Saturday, January 28, 2012

Talking about death - on a more personal note -


Our blog prompt this week is to explore what would be included in our own burial and thus how your identity would be expressed or how other's might express our identity through a burial.  Kinda a morbid theme, eh.  I'm not entirely comfortable with that sort of discussion, so instead I'm going to write about how I feel about burials at this moment in time.  
Reflections of how I feel about my own burial:
I am not sure how I'd feel about my own burial.  Growing up, as a young child, I heard stories about my mom's family plot and felt a sort of attachment towards this site.  The attachment was due to many reasons, but the one I can share is that this connection came through seeing how much my mom missed her parents and her own close connection with them led me to feel a connection towards having a burial connected to them as well.  Maybe this was because I was a young kid idolizing my mom and never knew her parents and felt that this would create some sort of closer bond.  I'm not sure how I feel about my death or burial anymore.  I guess I have those feelings I mentioned above still deep within me, but I don't have a deep desire for a certain type of burial.  
Exploring the idea of certain types of burials... with a focus on the how a close friend was buried:
On another topic of burials and death, I've had past loved one's in my life die.  It was not easy to go through and one death in particular was very difficult.  My friend who died wanted to be cremated and her ashes scattered in all the places she loved.  Her partner on the other hand did not want to allow this and instead wanted her buried.  In the end she was cremated and some of her ashes were to be scattered and some to be buried in a cemetery.  Being witness to hearing about how my friend's cremation/burial was happening was troubling to me.  I knew, as did those involved, how she wanted to deal with her death.  However, it was interesting to see how difficult it was for other people in her life to view her death and thus how death should be treated in their eyes.  They struggled with what cremation and the scattering of her ashes represented for them and were troubled by her not being buried.  It bothered me that my friend's wishes were not being met fully.  However, I think death is an emotional event (or at least this death was highly emotionally difficult) and decisions about ceremonies and the act of treating one's body in death is not an easy experience to go through. 
Starting to sum things up on my current feelings surrounding death:
Thinking about my own death or loved one's dying is not easy.  I think before this class I never thought of how burial or the treatment of death and the actions that take place in burials (or whatever act associated with death) could lead to examining identit(ies) of how that person was seen in death and how the community viewed death.  For me, until now, death and the actions surrounding the treatment of loved one's who have died lead to actions of remembering the dead as an event that took place around the time they died.  Then after death, their memory would be kept kept, but thinking of what future people thought of the ceremony or any sort of grave/etc was not a large factor.  Thus, this class has lead me to think about the treatments associated with death more deeply, yet I still do not have concrete feelings about burials within my own life.  

Sunday, January 22, 2012

Getting used to the idea of writing a weekly blog...

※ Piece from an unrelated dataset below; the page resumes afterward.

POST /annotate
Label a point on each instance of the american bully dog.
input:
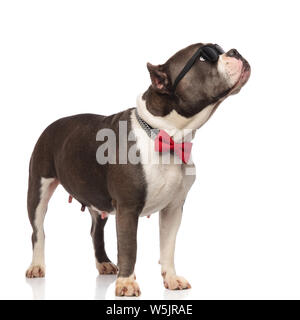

Okay.  Hey everyone. We were asked to write about non-standard funerary practices available to Canadians.  During class we've mentioned changing trends in the treatment of the dead.  One thing that stuck out for me was the concept of "green" or "natural" burials (involving practices such as cremation or burials without a coffin or materials that aren't quick to decompose).  These burials have less impact on the environment and save space.  Though much of Canada isn't faced with limited space for burying the dead, this change can been seen as a move towards more environmentally conscious practices or changing views on what death and burials mean for Canadian's.

http://www.robp.ca/our-services/natural-green-burial/

The website above provides an example of how funeral practices have changed.  The site provides information on "natural" or "green" burials associated with Royal Oak Burial Park.